After suffering from frequent falls, my mother began holding my hand more regularly. On numerous occasions, she would grasp my hand while seated in a waiting room, during her oncology infusion treatment, resting in her bedroom or living room watching TV or while seated in rush hour traffic waiting for the light to change. My fondest memories will continue to be the way she used to reach out to hold my hand, when I routinely watched over her and waited for her to soundly fall asleep for the night.

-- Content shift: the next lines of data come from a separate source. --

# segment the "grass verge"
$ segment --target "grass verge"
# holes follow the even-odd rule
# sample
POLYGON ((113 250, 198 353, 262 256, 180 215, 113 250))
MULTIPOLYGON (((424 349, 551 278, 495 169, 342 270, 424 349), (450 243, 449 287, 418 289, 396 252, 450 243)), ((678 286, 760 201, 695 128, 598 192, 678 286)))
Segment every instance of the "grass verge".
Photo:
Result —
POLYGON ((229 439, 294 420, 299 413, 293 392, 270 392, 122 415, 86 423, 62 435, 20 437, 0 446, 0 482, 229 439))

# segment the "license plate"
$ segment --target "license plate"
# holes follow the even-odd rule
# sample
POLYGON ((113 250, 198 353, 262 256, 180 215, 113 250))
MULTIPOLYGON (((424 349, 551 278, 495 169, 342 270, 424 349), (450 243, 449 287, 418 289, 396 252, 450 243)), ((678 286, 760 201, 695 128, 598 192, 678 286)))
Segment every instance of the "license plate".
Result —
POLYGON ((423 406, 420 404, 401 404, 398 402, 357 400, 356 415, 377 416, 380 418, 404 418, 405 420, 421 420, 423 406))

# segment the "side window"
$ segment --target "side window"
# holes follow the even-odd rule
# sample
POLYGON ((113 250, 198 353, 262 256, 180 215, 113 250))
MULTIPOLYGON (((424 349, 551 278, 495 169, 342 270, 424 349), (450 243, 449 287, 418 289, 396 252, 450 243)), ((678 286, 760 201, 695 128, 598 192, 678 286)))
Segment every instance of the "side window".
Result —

There is comfort in knowing that my mother is now eternally pain-free in the presence of our Heavenly Father.
July 30, 2020
Dianna is my older sister. I remember as a child that she was always the smartest sibling. She was studious and did very well in school. She was the first child in our family to go to college. I looked up to her because I thought she was courageous. She was sufficiently confident to leave home (Evansville, IN) and venture to Washington D.C. for school. She found the love of her life and got married. She had two beautiful daughters. She and Raphael traveled internationally, living in Thailand and Taiwan and then settling back in Northern VA. She was an incredibly wonderful cook. Our Dad was very conservative and would never eat even Italian food. Dianna made chicken fried rice and egg foo yung which he loved because she made it and he was so proud of her. We went to Hawaii on vacation with our other sister, Tammy, and we got to see Pearl Harbor and Maui. She also introduced me to Cape Hatteras with her girls. She was a very loving, compassionate person always thinking of others. I miss talking with her on weekends sharing what had happened during the week. She had a strong faith so I know I will see her again someday. I am glad that she is not in pain any longer struggling to breathe. She is at peace.
July 27, 2020
I recall an outing to New York City in August 2002 to celebrate Dianna’s birthday. Attending the event were Dianna, Michele, Nicole, Jake, Sandy, and myself. We took the train from Hamilton Station, NJ to the city. We attended a matinee performance of “Mama Mia”. It was a wonderful show, and I recall that we enjoyed the music very much. During the walk to dinner, Dianna, Sandy, and I stopped in front of lovely mural, and one of the girls took our photo. I still have a framed copy of that photo atop a bookcase in my living room, as it is such a nice depiction of the “three sisters”. We had dinner at the Churrascaria Plataforma, where we enjoyed a huge salad bar, many courses of BBQ’d meats, and wonderful desserts. We could hardly move after such indulgence, as we made our way back to the train station. This is such a happy memory for me of a great family outing / birthday celebration.
Nicole Iungerich Moser
March 8, 2020
Mom, you were the strongest-willed woman I’ve ever known. You were my shining example of strength and compassion, of honor and of love. I was grateful to call you “Mom”. You blessed my life profoundly, for you weren’t only my Mother, you were my friend. My Mother had great strength and she was wise… I always knew I could draw from her strength whenever I needed it. It gave me courage to grow up and take chances, to experience life’s successes and a few of its failures. My mom’s compassion for others was so deep! She treated others with kindness and respect, and many lives were touched through her goodness. My mom was also an honorable woman. This wasn’t just a mere aspect of her personality, it was the very foundation of her character. Mom, although, I feel the world will never be as bright and beautiful as it was when you were here, I‘m comforted knowing you are free from all the pain you’ve endured over the course of your life. My Mom’s love was unconditional and the sweetest and most enduring part of her love is that it will always be with me. It was my Mother’s most important…and final gift to me. Mom, you will be greatly missed. Remember what I whispered in your ear, this is not goodbye, it’s I’ll see you soon.